Sem dúvidas, entre mudanças mais sutis estão casas noturnas que trocam de dono e, portanto, de decoração ou de estilo, mais radicalmente. Estão as sutis trocas de comércios nos aluguéis de determinado espaço. Voltando para casa, esses dias, me deparei com uma academia que certa vez fui com um amigo para perguntarmos preços e tirarmos dúvidas para comparar com outras, em um projeto que jamais coloquei em prática e não me arrependo. Porém, a academia não estava mais lá. À minha direita, pela calçada, o espaço abrigava agora uma loja de esmaltes. Bastante distinção ao que era antes, mas no mesmo lugar.
Mais sutis ainda são as mudanças de proprietários desses imóveis. Quem não pode mais arcar com o aluguel, ou se mudou de cidade ao concluir a faculdade. Ou se mudou de cidade ao conseguir um emprego melhor em outra. As casas trocam de dono. Pela Almirante Barroso, Helena não está mais lá, nem Katiuce. O mais alto andar do pequeno prédio verde (enquanto essa for a cor) de esquina possui outros donos. O interior não deve estar mais laranja ou talvez tenha sido mantido, minha visão não alcança olhando ali debaixo, tentando espiar por entre as grades e persianas. Havia decoração com discos de vinil na parede. Artistas diferentes do gosto dos habitantes, mas que davam um ar jovial e realmente decorativo ao apartamento. Harry e Molly, os gatos, não saltitam mais entre os móveis ou se esgueiram pelo chão de forma silenciosa.

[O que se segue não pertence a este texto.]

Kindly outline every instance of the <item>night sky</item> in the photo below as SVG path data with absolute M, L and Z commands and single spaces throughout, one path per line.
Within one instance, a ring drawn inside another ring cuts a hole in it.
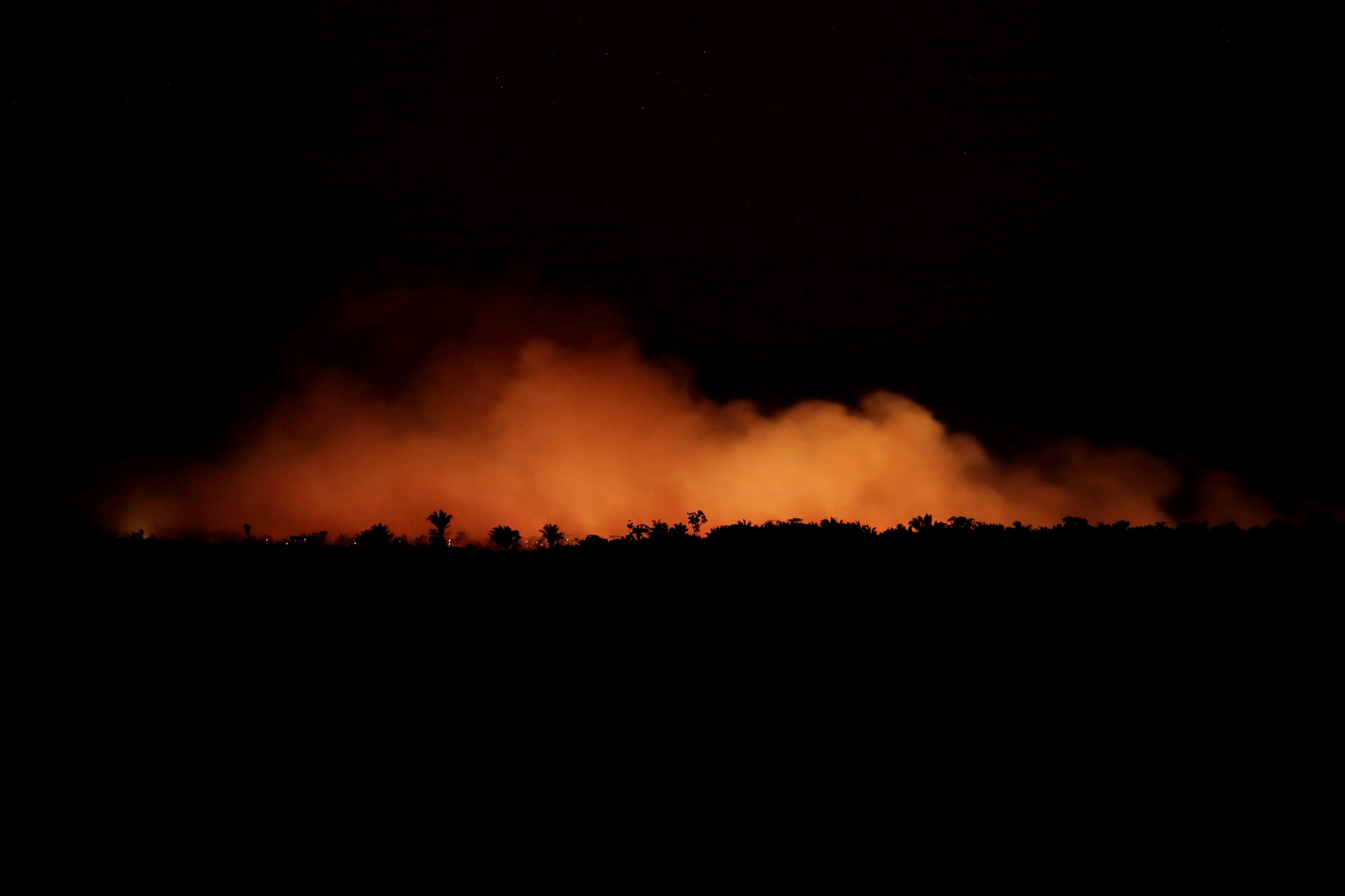
M 613 305 L 717 401 L 886 389 L 1005 455 L 1069 433 L 1345 505 L 1305 36 L 1095 4 L 276 5 L 13 38 L 15 299 L 71 499 L 222 444 L 339 301 L 507 284 Z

Mais sutil do que Harry e Molly talvez a mudança de quem paga o quarto no hotel. Ou no motel. A circulação de pessoas é intensa. Visitantes, turistas, pessoas que encontram parentes, pessoas que encontram amantes, pessoas a congresso, pessoas pelo futebol, pessoas pelo artista que não vai até elas e elas vêm e veem. A cidade se desenha. Quanto melhor a vista, maior noção da cidade. Dos prédios vizinhos, dos carros no asfalto, do circular dos pedestres. Dos apressados, dos frágeis idosos, dos cães de rua.
A cidade e suas sutilezas. A cidade que engole e é engolida. A cidade que devora e é devorada. A cidade que transforma e é transformada.